Despite its undoubted potential and the growing number of studies on this topic, several challenges still hinder a broader adoption of H-FIRE therapy. The considerable variety and complexity of the experimental settings and the limited extent of the investigations conducted so far in this field, leave an unfilled gap of knowledge that separates the achievable results from actual large-scale clinical applications. A typical H-FIRE protocol, indeed, has to be defined in terms of targeted subject (e.g., type of subject, tissue, organ, pathologies, conditions), application devices (e.g., number, shape, and placement of electrodes), pulse parameters (e.g., waveform, sequence, on-time, frequency, voltage, number of repetitions) and evaluation conditions (e.g., ablation extent, unwanted thermal damage, assessment procedure, success rate, remission rate), while even the most extensive studies in this field only explore specific subsets of those parameters.

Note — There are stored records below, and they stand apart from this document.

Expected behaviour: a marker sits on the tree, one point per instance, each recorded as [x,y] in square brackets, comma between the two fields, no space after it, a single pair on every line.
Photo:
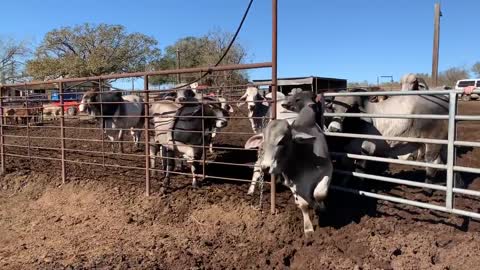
[447,77]
[204,51]
[450,76]
[12,54]
[476,69]
[91,50]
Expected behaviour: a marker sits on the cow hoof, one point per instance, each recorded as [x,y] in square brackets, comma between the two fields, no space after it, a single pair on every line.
[309,234]
[428,192]
[459,183]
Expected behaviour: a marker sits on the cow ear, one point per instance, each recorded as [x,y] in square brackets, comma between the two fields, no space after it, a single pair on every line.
[255,141]
[303,138]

The problem is of an impressive complexity, even though the scientific literature is rich, and the available knowledge and experience quite important. In other words, we have an important knowledge basis, not always fully exploited, and a complex problem with many variables to be optimized.
In order to tackle these challenges, ML techniques can be used to improve the effectiveness of H-FIRE experimental settings. Properly tuned, ML solutions can represent a viable preliminary evaluation for clinicians and researchers willing to narrow their trials to only the most promising experimental settings. More specifically, our aim is to benefit from the large pool of already performed H-FIRE experiments and to use it as a reliable knowledge base for evaluating and/or optimizing new H-FIRE experiments. Such an evaluation is made possible by training the adopted ML solution with the data and results of the experiments in the knowledge base. Several benefits can be achieved in this way: first, clinical trials can be reserved for only the most promising experimental configurations. Second, protocol customization can be reached by tuning ML optimization parameters, without requiring too many preliminary tests. Third, an overall increase in H-FIRE efficacy can be targeted. To our knowledge, no other research works addressing the H-FIRE domain from this perspective are available in the current scientific literature.